Karl Marx (1846)
La critique française de la société possède, en partie du moins, le grand avantage d’avoir révélé les aspects contradictoires et dénaturés de la vie moderne non pas seulement dans les conditions de classes particulières, mais dans toutes les sphères et manifestations du commerce humain d’aujourd’hui. Ses descriptions sont directes, elles ont la chaleur de la vie; elles sont riches d’intuition, d’une finesse qui montre qu’on sait son monde, et d’une audacieuse originalité d’esprit, qualité qu’on chercherait en vain chez toute autre nation. Que l’on compare, par exemple, les descriptions critiques d’Owen et de Fourier, pour autant qu’elles visent le commerce de la vie, et l’on se fera une idée de cette supériorité des Français.
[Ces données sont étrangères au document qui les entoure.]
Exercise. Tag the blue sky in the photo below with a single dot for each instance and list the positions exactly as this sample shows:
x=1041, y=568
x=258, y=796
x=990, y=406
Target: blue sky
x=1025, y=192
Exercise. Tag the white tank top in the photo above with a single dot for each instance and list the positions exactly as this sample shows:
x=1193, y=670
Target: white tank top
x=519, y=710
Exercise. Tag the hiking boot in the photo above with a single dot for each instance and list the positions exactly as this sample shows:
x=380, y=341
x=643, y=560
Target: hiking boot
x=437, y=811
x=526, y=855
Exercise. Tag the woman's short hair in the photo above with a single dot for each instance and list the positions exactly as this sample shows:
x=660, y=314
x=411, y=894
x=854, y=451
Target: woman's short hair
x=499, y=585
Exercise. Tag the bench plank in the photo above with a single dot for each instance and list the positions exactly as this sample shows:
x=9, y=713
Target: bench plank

Ce n’est nullement chez les auteurs proprement « socialistes » de France qu’il faut chercher la présentation critique des conditions sociales ; ce sont des écrivains de n’importe quel genre littéraire, surtout des auteurs de romans ou de mémoires. Grâce à quelques passages sur le « suicide » glanés dans les « Mémoires tirés des archives de la police, etc., par Jacques Peuchet », je donnerai un exemple de cette critique française, qui montrera en même temps ce que vaut l’illusion des bourgeois philanthropes : qu’il suffit d’offrir aux prolétaires un peu de pain et un peu d’éducation, comme si c’était uniquement l’ouvrier qui dépérissait dans l’état présent de la société, le monde existant étant, pour le reste, le meilleur des mondes.
Comme chez beaucoup de ces hommes de sens pratique, aujourd’hui presque entièrement disparus, qui ont connu les nombreux bouleversements depuis 1789, toutes les illusions et tous les enthousiasmes, toutes les constitutions et tous les gouvernants, toutes les défaites et toutes les victoires, la critique des rapports de propriété, de famille et d’autres rapports privés, en un mot la critique de la vie privée, apparaît chez Jacques Peuchet comme le résultat nécessaire de leurs expériences politiques.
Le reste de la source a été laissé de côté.